Le chef de la diplomatie britannique Philip Hammond l’a annoncé à la mi-journée vendredi : les pourparlers progressent mais restent « péniblement lents », et les ministres doivent se retrouver samedi pour tenter de « surmonter les derniers obstacles ».

Les principaux acteurs de la négociation, l’Américain John Kerry et l’Iranien Mohammad Javad Zarif, se sont rencontrés une nouvelle fois vendredi matin, après avoir l’un et l’autre laissé entendre qu’un accord n’avait rien d’imminent.

Interpellé par des journalistes à l’issue de cette réunion, lors d’une de ses apparitions sur le balcon du palais Coburg, où se tiennent les tractations, Zarif a indiqué penser devoir rester tout le week-end encore à Vienne. Et le lundi ? « Je n’espère pas », a-t-il souri.

L’Iran et les grandes puissances du P5+1 (Chine, Etats-Unis, France, Royaume-Uni, Russie et Allemagne) sont réunis depuis deux semaines dans la capitale autrichienne pour tenter de conclure un accord dans ce dossier qui empoisonne les relations internationales depuis plus de douze ans.

Les négociations, engagées il y a près de deux ans et initialement censées aboutir pour la date butoir du 30 juin à Vienne, ont été déjà prolongées à deux reprises en raison de la persistance de désaccords fondamentaux, le dernier délai en date s’achevant théoriquement vendredi soir.

En pratique, trois scénarios s’offrent à terme aux négociateurs si aucun accord ne se profile : une nouvelle prolongation du round viennois, éventuellement assortie d’une « pause », une déclaration d’échec – jugée peu probable par les observateurs en raison des enjeux et des efforts déployés – ou un report des pourparlers, une hypothèse longtemps taboue.

Une poursuite des débats samedi ou au-delà nécessitera une nouvelle prolongation technique, vendredi, de l’accord intérimaire conclu en novembre 2013 et servant de cadre légal au processus. Cet accord a mis en place un gel partiel des sanctions en échange de la suspension de certaine activités nucléaires de Téhéran.

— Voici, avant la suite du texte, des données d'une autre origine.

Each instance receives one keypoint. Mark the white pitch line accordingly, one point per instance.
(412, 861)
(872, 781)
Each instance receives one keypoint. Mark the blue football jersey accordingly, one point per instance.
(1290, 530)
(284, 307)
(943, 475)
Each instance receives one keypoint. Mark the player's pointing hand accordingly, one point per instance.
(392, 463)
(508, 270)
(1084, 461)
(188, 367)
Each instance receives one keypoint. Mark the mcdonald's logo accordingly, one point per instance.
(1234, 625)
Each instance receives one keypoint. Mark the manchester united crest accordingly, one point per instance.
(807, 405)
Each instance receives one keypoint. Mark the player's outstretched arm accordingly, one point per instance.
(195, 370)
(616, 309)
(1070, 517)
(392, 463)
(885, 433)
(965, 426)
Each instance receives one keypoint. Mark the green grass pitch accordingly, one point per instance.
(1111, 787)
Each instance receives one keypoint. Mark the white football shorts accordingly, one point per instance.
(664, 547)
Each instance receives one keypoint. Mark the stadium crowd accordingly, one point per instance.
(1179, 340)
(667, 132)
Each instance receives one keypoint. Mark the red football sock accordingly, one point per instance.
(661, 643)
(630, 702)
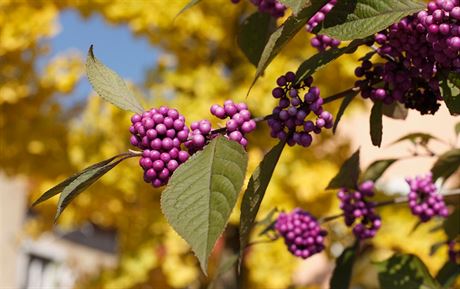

« Vu que les travaux sont extrêmement techniques et les enjeux très, très élevés, on ne se précipitera pas et on ne se laissera pas précipiter vers un accord », a indiqué jeudi Kerry, soulignant que les Etats-Unis ne resteraient toutefois pas « à la table de négociations pour toujours ».

« Si les décisions difficiles ne sont pas prises, nous sommes tout à fait préparés à mettre fin au processus », a-t-il prévenu.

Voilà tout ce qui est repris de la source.